SpaceX : récupération loupée de la coiffe, prémices du réseau Internet mondial Starlink
Coiffe à la mer !
Le 23 février 2018 à 13h00
8 min
Sciences et espace
Sciences
Hier, SpaceX lançait avec succès le satellite PAZ. Cette mission était également l'occasion de tenter une récupération d'une partie de la coiffe, et surtout d'envoyer dans l'espace deux satellites maison. Leur mission : préparer la mise en place de la constellation Starlink, devant comprendre près de 12 000 satellites.
SpaceX profite régulièrement de ses missions commerciales pour « expérimenter » de nouvelles technologies, la plus célèbre étant sans aucun doute la récupération du premier étage afin de le recycler pour d'autres lancements par la suite. Il s'agit d'objectifs « secondaires » à la mission principale : la mise en orbite de charges utiles pour le compte de ses clients.
Après le premier étage, une récupération de la coiffe ?
Une expérimentation grandeur nature a ainsi eu lieu hier avec le lancement du satellite d'observation espagnol SEOSAR/PAZ pour le compte de HisdeSAT et INTA. Il prenait place à bord d'une fusée Falcon 9 disposant d'un premier étage recyclé de la mission FORMSAT-5 d'août 2017, sans tentative de le récupérer une nouvelle fois.
Comme nous l'avions déjà expliqué, la fusée disposait d’une nouvelle coiffe (la partie supérieure protégeant le satellite durant le décollage) qui devait être récupérée pour la réutiliser lors de nouvelles missions, afin de réduire les coûts. Si le lancement s'est parfaitement déroulé (malgré deux reports), avec une mise en orbite réussie, la mission secondaire n'a pas rencontré le succès escompté.

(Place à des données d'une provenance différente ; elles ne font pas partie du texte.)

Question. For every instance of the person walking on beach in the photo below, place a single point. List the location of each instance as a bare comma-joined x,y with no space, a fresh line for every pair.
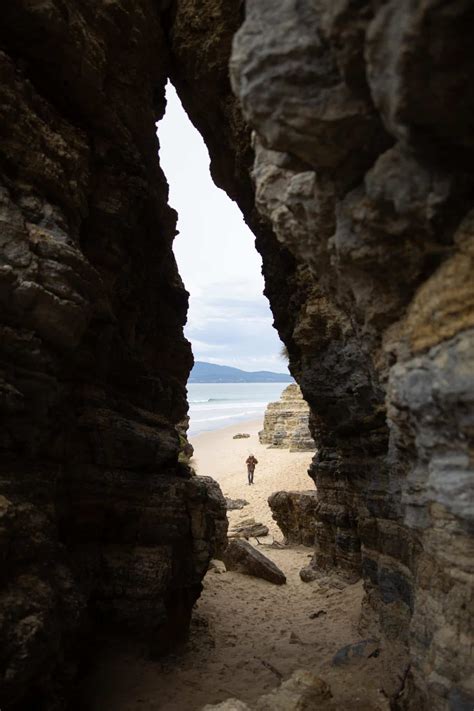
251,462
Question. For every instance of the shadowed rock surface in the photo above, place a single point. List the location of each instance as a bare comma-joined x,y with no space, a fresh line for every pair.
286,422
358,186
241,557
235,504
296,514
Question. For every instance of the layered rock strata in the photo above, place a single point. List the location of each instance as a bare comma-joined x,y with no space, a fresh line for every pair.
98,521
286,422
364,169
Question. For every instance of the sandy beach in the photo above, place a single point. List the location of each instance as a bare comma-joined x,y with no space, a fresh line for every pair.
248,635
218,455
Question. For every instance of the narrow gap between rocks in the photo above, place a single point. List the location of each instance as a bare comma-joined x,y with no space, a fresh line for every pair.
247,635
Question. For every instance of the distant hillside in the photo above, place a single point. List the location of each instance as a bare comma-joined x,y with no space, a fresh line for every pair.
211,373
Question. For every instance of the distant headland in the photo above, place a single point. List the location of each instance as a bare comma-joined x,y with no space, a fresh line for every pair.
212,373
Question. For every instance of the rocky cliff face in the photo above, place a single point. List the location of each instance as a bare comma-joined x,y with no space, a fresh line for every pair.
362,209
366,177
285,424
97,519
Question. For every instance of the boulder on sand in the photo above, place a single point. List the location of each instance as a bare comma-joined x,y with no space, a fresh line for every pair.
235,504
241,557
249,528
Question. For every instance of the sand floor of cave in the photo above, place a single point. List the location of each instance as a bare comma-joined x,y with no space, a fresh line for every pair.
246,634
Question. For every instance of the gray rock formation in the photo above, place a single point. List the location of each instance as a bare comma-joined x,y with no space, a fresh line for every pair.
248,528
296,515
359,189
366,177
286,422
241,557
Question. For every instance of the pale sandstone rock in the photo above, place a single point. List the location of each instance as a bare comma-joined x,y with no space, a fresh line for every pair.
296,514
285,423
241,557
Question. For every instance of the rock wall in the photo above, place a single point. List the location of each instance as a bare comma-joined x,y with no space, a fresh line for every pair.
296,513
285,424
97,519
364,141
361,201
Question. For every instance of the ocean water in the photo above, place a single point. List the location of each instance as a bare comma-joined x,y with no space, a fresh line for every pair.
216,405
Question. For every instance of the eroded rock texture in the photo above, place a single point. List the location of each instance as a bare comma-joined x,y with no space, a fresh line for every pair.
364,138
286,422
97,519
361,203
296,515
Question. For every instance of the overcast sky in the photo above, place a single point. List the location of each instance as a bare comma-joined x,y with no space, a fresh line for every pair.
229,320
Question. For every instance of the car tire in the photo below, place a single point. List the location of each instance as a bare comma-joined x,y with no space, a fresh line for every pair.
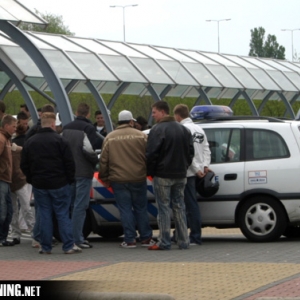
262,219
110,232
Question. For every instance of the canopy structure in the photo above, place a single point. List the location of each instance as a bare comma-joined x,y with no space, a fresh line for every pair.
65,64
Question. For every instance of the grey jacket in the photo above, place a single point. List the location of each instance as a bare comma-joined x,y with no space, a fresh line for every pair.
84,155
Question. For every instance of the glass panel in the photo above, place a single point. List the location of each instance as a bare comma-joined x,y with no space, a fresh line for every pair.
134,89
224,76
224,144
150,52
17,11
177,72
123,69
282,81
109,88
92,66
291,66
22,61
266,144
61,65
38,43
240,61
277,65
175,54
152,70
93,46
264,79
198,57
202,75
220,59
258,63
60,42
123,49
294,78
245,78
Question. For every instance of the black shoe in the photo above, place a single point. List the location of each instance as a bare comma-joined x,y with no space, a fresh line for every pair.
16,241
7,243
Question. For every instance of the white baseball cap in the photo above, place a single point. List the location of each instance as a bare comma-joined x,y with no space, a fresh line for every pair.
126,115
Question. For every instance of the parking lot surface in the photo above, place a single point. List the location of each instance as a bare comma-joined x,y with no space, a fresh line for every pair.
225,266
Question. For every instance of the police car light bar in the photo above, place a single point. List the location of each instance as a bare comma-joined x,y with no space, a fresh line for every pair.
201,112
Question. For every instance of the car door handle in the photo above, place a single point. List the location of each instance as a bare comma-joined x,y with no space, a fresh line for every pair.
230,176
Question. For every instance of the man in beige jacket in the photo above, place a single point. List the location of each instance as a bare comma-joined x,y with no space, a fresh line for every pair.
123,167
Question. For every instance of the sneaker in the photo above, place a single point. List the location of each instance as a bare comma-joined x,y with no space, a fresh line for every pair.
155,247
128,245
35,244
75,249
85,245
147,243
41,251
16,241
6,243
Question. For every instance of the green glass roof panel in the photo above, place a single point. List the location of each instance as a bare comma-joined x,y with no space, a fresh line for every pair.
92,66
63,67
153,72
177,72
202,74
245,78
224,76
123,69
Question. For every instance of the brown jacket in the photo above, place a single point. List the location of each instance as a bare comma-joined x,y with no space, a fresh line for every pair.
123,155
18,178
5,156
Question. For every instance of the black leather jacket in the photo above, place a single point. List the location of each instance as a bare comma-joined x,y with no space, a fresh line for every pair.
170,149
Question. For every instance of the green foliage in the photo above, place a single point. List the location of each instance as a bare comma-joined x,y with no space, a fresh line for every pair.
56,25
260,47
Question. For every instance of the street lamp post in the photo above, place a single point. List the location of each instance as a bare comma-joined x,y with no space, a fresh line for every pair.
123,6
218,21
292,32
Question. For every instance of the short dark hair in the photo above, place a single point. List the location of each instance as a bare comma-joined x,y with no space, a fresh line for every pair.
83,109
24,106
47,108
2,106
22,116
162,105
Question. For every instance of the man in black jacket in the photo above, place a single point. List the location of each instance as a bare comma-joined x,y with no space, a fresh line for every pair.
169,153
48,165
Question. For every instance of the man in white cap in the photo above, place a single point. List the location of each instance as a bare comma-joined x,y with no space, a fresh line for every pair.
123,167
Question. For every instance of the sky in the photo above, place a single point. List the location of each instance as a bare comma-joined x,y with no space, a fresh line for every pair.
180,23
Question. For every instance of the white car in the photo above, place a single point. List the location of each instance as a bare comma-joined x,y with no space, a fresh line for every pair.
257,161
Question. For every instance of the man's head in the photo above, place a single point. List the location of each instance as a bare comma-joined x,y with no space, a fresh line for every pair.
48,120
83,110
181,111
22,118
2,107
9,124
99,118
125,117
160,109
24,108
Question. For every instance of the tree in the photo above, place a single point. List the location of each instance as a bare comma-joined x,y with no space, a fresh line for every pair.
260,47
56,24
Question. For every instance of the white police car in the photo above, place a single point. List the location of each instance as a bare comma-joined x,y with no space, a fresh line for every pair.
257,161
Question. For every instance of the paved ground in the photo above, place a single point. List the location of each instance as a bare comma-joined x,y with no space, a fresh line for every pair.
226,266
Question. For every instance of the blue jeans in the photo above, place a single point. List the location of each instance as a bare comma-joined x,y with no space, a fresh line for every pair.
192,210
57,201
6,210
170,192
131,199
80,203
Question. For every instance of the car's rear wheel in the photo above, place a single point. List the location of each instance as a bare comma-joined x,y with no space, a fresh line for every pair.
110,232
262,219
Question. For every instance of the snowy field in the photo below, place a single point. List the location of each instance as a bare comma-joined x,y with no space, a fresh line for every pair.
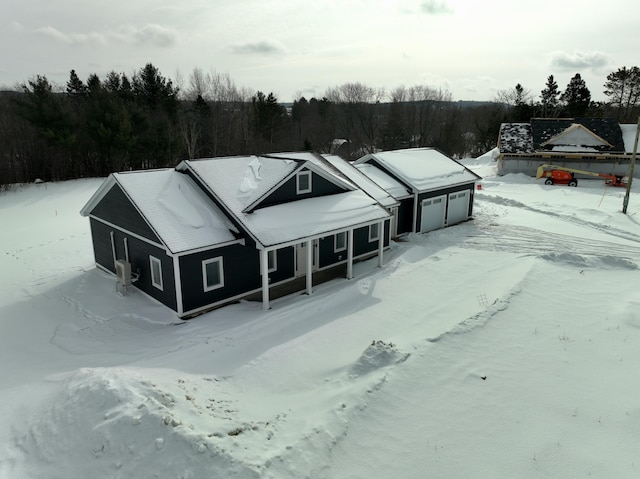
505,347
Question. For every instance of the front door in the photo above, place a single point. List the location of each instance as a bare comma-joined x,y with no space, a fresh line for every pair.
458,209
301,258
432,212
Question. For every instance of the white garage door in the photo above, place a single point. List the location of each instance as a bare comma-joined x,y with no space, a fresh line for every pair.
458,207
432,214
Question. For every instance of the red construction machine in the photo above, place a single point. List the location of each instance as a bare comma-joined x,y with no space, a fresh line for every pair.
566,176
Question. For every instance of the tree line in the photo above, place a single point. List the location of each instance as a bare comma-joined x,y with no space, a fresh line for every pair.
100,125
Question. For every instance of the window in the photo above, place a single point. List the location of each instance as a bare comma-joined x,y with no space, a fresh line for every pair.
340,243
212,274
374,232
272,261
156,272
303,182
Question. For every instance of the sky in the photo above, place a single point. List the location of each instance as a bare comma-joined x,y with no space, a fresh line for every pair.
505,346
299,48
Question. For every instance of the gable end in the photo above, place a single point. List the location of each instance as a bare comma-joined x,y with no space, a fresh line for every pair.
116,208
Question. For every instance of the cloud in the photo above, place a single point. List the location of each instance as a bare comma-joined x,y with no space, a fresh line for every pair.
150,34
435,7
264,47
72,38
579,60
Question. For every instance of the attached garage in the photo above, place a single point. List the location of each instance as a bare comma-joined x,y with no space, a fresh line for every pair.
433,213
434,190
458,209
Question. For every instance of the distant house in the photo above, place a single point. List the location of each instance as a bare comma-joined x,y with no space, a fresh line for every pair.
599,145
432,190
215,230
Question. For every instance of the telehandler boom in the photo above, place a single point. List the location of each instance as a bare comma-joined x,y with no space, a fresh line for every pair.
566,176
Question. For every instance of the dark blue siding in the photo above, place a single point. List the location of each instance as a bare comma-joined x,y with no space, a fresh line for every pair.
326,253
139,253
287,191
116,208
241,268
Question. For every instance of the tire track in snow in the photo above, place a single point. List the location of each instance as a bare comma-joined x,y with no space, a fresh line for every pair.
527,240
609,230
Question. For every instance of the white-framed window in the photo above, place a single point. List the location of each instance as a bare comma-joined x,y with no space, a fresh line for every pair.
272,261
303,182
340,242
374,232
156,272
212,274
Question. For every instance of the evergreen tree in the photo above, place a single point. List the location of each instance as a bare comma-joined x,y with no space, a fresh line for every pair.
268,116
623,89
550,98
576,97
75,85
154,89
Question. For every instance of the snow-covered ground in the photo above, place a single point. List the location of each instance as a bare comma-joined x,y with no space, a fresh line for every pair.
507,346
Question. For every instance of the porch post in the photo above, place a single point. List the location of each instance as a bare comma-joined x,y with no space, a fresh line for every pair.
350,254
380,243
309,266
414,228
264,271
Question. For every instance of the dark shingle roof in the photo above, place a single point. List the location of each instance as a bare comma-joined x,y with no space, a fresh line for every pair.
608,129
529,137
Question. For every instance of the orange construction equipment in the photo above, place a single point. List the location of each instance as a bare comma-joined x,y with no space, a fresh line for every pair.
566,176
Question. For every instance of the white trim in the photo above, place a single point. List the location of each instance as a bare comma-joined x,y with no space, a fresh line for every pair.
178,283
350,254
381,245
153,260
202,249
299,174
375,237
112,235
310,257
273,252
205,282
126,249
433,200
320,235
129,233
335,242
264,264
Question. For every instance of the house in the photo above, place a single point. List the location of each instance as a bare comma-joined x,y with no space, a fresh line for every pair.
599,145
432,190
215,230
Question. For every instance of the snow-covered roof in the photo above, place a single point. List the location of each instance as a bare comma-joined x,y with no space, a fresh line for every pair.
362,181
179,212
423,169
385,181
629,136
541,134
238,182
297,220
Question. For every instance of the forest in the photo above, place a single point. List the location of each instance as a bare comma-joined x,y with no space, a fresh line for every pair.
92,127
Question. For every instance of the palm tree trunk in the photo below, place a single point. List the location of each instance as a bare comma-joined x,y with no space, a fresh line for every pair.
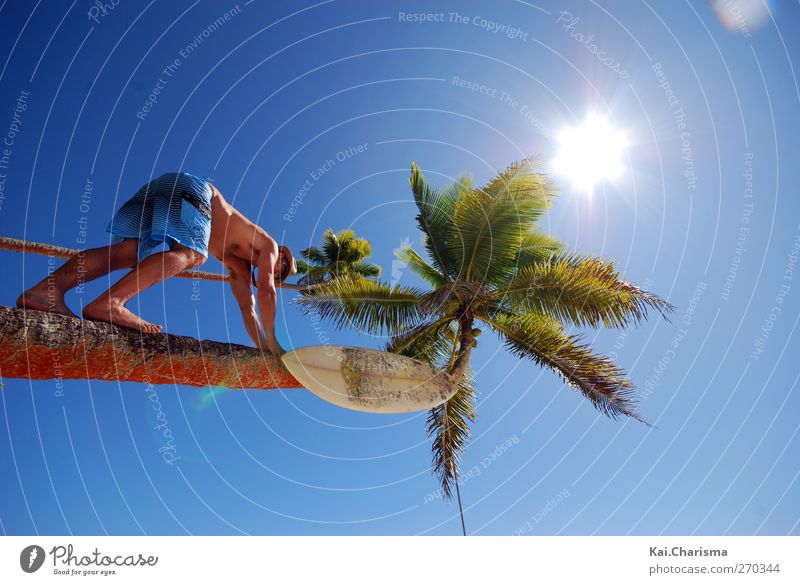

Lors de la diffusion en direct du lancement, la tentative d'attraper la coiffe n'a pas été évoquée. Il faut se pencher sur le compte Twitter d'Elon Musk pour avoir des détails. Le PDG explique que la coiffe disposait d'un parachute pour freiner (elle revient de l'espace à environ huit fois la vitesse du son) et guider sa chute afin qu'elle puisse être récupérée par les filets d'un bateau baptisé M. Steven.
La récupération a été manquée de « quelques centaines de mètres » ajoute Musk, précisant que le carénage était néanmoins tombé avec douceur dans l'eau et qu'il était « intact ». Le dirigeant a bon espoir de le prendre dans ses filets la prochaine fois, avec un parachute de plus grande envergure. La tentative suivante devrait avoir lieu d'ici un mois environ.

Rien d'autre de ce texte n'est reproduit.